İsviçre’nin yetkili kurumu olan FINMA’nın (Swiss Financial Market Supervisory Authority) yayınladığı ICO Kılavuzu ve düzenlemeleri de belirtilen ifadeleri destekler niteliktedir.(67) Bu noktada; utility token kavramıyla organik bağlantısı bulunan ICO
(initial coin offering) kavramı üzerinde durulmalıdır. ICO “ilk dijital para arzı” olarak ifade edilebilir. Ortaya çıkmasına temel
oluşturan kavram ise Sermaye Piyasası hukukundan aşina olduğumuz initial public offering (IPO) yani “halka arz”dır. IPO, bir
anonim şirketin, hazırlayacağı bir izahname ile kendi hisselerini ilk defa halka arz etmesidir. Bu süreç, SPK izinlerini
gerçekleştirmiş ve gerekli izinleri almış bir anonim şirket tarafından yapıldığında IPO olarak tanımlanır. ICO ise aynı prosedürün,
“kriptopara arzı” şeklinde gerçekleştirilmesine verilen addır. ICO’lar halka açık şekilde ve fiyat maksimize edilerek gerçekleştirilir.
Belirli bir tarihe kadar belirli bir miktar fonun toplanması gayesiyle bir akıllı sözleşme (smart contract), dağıtık defter teknolojisi
(DLT) veya mutabakat mekanizmaları üzerinden ICO’lar hayata geçirilir. Bankalar gibi aracı kurumların olmadığı bir ortamda
doğrudan yatırımcılar ile bir araya gelinmesi söz konusudur. Bu kapsamda whitepaper olarak adlandırılan ve ICO’nun
izahnamesi olarak tanımlanabilecek bir doküman vasıtasıyla projenin kuralları ifade edilmekte, hangi koşullar altında ne kadar
fon toplanacağı, hangi tutara ulaştığı takdirde projenin işleme konulacağı gibi önemli başlıklar belirtilmekte; fonların ne şekilde
tutulacağı, süreci yürütenler, sürecin yol haritası vb. konulara ilişkin önemli bilgilere yer verilmektedir. ICO’larda önce aile ve yakın arkadaş çevresi ile başlayan farklı yatırım evreleri öngörülmektedir. Ayrıca, erken yatırım yapan yatırımcılar için yüksek
bonus verilmesi gibi teşvikler sağlanmaktadır. Günümüzde ICO’lar popülariteleri kaybederek Initial Exchange Offering (IEO) ve Security Token Offering’lere (STO) bırakmış olsalar da blockzincir tabanlı projelerin fonlanmasında, bugüne kadar en çok
kullanılan yöntem ICO olmuştur.
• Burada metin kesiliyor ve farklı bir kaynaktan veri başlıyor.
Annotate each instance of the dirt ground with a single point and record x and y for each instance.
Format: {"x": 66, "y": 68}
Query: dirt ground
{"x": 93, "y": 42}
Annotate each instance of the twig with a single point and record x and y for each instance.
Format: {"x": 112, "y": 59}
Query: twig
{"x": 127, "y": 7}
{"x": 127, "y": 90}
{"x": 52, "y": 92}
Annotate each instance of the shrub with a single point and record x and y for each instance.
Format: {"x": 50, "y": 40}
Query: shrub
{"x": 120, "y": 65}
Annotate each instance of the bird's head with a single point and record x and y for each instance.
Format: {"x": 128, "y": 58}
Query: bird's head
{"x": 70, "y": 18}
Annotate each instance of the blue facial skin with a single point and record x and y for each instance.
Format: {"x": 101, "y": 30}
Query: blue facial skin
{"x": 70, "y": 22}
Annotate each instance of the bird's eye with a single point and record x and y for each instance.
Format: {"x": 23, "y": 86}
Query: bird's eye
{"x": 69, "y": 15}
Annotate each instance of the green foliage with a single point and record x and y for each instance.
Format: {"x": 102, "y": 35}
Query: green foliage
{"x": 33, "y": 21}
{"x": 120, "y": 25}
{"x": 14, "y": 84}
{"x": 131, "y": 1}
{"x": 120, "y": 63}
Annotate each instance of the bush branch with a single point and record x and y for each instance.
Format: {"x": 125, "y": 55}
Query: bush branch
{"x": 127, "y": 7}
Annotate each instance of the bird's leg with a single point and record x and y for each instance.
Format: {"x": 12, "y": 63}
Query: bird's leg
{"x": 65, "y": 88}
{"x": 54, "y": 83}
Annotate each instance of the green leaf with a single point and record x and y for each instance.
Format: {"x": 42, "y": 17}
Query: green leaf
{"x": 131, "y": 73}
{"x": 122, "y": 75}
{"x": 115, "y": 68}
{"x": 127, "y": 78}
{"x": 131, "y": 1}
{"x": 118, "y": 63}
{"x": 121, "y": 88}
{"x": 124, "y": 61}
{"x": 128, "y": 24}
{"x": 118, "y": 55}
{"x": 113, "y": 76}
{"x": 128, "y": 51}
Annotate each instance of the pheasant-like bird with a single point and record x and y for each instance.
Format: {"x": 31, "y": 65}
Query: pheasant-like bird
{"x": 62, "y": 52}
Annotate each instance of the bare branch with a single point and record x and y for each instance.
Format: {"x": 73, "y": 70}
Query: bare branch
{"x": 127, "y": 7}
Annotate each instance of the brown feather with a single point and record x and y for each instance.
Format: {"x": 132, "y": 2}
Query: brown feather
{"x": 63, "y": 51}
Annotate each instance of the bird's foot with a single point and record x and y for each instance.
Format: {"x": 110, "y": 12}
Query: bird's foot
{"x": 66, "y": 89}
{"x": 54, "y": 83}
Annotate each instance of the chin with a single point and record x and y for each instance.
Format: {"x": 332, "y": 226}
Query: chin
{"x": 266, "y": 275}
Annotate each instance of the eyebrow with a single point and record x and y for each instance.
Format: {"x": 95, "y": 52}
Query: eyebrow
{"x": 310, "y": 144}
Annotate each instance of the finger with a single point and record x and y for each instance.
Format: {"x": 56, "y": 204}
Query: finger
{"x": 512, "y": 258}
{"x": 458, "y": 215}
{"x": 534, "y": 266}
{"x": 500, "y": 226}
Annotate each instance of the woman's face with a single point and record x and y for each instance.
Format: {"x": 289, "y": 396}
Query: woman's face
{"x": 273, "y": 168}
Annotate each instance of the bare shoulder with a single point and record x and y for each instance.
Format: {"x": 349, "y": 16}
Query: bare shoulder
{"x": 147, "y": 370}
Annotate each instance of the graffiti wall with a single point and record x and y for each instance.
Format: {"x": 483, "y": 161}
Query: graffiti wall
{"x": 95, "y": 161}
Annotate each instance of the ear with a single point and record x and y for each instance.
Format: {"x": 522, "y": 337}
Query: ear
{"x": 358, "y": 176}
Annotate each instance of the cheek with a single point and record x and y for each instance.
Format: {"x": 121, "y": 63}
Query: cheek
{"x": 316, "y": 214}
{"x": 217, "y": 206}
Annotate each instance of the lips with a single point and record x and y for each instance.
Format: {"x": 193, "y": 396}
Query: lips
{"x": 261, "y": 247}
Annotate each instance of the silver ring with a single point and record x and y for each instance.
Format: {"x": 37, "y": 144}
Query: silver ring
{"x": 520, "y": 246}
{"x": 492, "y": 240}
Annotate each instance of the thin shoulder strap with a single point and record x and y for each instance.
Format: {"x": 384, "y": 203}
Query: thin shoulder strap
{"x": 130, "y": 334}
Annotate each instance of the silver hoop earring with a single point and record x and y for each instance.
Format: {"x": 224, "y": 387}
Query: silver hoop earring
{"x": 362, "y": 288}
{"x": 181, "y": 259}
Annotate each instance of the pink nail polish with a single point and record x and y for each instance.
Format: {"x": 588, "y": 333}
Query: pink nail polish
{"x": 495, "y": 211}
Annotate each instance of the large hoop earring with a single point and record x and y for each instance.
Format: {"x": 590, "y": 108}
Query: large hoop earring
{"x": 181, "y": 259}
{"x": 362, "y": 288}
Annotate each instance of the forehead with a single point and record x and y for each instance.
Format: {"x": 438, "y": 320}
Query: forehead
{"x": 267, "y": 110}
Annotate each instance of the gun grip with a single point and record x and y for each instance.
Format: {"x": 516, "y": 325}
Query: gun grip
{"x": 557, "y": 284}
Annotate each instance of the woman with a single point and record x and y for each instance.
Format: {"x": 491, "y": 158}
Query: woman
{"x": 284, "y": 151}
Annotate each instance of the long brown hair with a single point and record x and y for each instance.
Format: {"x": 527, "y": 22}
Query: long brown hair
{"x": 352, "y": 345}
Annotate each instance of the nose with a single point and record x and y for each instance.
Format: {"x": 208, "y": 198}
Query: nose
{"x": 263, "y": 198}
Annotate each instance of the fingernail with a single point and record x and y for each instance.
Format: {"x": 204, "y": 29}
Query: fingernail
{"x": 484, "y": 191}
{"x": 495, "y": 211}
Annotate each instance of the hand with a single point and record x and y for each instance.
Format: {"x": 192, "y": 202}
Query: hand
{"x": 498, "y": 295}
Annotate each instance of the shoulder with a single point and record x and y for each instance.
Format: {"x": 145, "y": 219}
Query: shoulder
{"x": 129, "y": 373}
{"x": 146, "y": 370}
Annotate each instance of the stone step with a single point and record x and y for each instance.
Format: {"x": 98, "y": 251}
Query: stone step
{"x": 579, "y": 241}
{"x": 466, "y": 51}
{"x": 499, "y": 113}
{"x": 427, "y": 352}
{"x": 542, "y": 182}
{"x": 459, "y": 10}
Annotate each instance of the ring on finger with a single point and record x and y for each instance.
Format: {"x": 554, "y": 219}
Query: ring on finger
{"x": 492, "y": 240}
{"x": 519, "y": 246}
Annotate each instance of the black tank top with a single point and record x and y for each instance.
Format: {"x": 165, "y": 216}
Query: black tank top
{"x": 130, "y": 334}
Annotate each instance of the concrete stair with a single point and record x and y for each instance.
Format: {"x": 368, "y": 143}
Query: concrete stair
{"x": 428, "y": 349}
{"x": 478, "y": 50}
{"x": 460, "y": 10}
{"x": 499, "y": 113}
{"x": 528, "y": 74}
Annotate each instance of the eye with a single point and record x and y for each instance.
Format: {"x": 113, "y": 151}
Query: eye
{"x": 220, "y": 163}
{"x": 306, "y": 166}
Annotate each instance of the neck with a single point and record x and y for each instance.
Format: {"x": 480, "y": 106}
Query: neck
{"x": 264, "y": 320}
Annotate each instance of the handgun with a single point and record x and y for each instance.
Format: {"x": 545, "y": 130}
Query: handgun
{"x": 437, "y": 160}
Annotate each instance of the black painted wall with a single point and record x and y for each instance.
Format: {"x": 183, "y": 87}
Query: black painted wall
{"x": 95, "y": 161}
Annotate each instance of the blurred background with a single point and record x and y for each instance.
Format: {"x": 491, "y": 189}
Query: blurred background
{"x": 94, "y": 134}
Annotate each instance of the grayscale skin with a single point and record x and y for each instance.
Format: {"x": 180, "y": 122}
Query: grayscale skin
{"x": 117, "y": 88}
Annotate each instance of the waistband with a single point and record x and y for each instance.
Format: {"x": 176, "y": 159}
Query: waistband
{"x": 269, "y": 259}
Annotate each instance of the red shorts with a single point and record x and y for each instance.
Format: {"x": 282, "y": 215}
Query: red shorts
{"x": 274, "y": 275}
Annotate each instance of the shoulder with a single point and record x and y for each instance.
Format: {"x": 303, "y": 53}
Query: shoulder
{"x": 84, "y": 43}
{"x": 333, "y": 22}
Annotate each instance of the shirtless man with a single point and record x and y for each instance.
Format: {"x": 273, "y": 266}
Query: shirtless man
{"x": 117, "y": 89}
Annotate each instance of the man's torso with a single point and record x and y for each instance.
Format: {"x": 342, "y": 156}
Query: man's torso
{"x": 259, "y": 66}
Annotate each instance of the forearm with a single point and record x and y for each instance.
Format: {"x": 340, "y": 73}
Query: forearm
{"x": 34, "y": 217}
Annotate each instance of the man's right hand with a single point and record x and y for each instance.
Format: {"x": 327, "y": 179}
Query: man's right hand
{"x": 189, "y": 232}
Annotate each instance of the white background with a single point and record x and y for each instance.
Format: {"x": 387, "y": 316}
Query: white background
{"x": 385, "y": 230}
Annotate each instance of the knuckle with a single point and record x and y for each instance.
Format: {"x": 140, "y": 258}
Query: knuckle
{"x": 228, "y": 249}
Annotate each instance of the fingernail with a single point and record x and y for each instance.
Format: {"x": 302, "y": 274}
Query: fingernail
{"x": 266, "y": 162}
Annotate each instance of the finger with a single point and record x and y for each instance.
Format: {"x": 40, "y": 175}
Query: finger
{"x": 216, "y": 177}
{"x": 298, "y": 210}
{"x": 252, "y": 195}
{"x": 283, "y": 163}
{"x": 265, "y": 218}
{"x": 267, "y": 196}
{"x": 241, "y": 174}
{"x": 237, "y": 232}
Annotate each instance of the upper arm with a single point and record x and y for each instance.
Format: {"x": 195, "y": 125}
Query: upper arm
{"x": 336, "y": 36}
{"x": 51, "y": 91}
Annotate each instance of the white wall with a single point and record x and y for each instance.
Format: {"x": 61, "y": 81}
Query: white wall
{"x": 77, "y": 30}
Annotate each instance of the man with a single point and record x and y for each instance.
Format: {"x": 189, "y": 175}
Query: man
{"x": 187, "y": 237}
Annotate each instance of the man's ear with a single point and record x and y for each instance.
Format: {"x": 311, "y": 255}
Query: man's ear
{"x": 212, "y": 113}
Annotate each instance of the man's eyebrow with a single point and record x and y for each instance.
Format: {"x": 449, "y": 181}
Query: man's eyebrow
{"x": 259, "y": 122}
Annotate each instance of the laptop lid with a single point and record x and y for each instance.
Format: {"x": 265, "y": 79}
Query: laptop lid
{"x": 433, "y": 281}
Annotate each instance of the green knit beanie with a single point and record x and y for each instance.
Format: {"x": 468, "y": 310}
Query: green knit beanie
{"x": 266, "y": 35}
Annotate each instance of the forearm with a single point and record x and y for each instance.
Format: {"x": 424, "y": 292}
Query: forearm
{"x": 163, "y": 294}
Zira, ICO’ların yatırımcı açısından farklı avantajları bulunmaktadır. İlgili konu hakkında SPK
Başuzmanı Hulusi İlker Evin, ICO’larda yapılacak arzda tüm katılımcıların eşit olup bazen küçük yatırımcıların hızla değerlenen
IPO’lara katılamamaları gibi bir durumun ICO’larda yaşanmayacağını(68) belirtmiştir. Bu sayede küçük yatırımcılar, ilgili
sektörlerde aktif rol oynayarak yeni devinimlere ve kazanımlara önayak olmaktadır. Evin’in belirttiği bir diğer avantaj ise
ICO’ların aylar süren IPO’lara nazaran günler içerisinde sonuçlanabilmesidir.(69) Bu kapsamda ICO’lar, IPO’lara göre çok daha
düşük maliyetli ve süratli şekilde gerçekleşerek yatırımcıyı ve sektörü korumaktadır. Yukarıda izah edilen utility token, ICO ve
IPO kavramlarının Türk mevzuatı açısından değerlendirmeye alınması halinde, başta SPK’nın kitle fonlaması düzenlemelerinde
değişikliğe gidilmesi gündeme gelebilecektir.